Cold Peanut Noodles
Recipe & pictures courtesy of Harrison Yee
Serves: 2 to 4 people
- 1 lb long rice noodles (linguine will do in a pinch)
- 3 tbsp OmMade I Dream of Creamy Artisanal Peanut Butter
- 3 tbsp soy sauce
- 2 tbsp sesame oil + some for drizzling
- 2 tbsp rice wine vinegar
- 1 tbsp minced garlic
- 1 tsp finely grated ginger
- 1.5 tbsp sugar
- 1 cucumber peeled and cut into sticks
- scallions and sesame seeds for garnish
- chili oil or chili-garlic paste (optional, to taste)
- Cook noodles as directed.
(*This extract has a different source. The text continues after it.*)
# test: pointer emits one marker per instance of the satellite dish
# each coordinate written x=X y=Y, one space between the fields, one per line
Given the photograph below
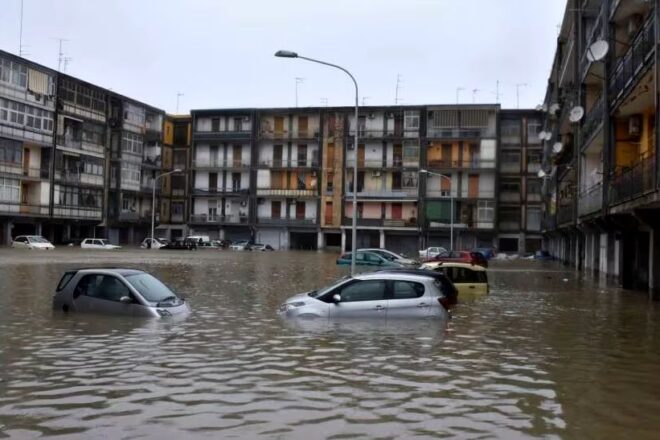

Once noodles are al dente, drain and rinse in cold water until cooled. Drizzle with a little sesame oil and set aside.
- Combine OmMade I Dream of Creamy Peanut Butter with soy sauce, vinegar, remaining sesame oil, ginger, garlic, and sugar. Mix until well combined.
- Adjust to suit taste. If thinner consistency is desired, mix with 1 tbsp of cold water. If thicker consistency is desired, add more peanut butter.
- Mix peanut sauce with noodles until well combined.
- Serve with cucumbers, scallion and sesame seeds toppings.
Storage: Leftovers can be stored in an airtight container in the refrigerator for up to 4 days.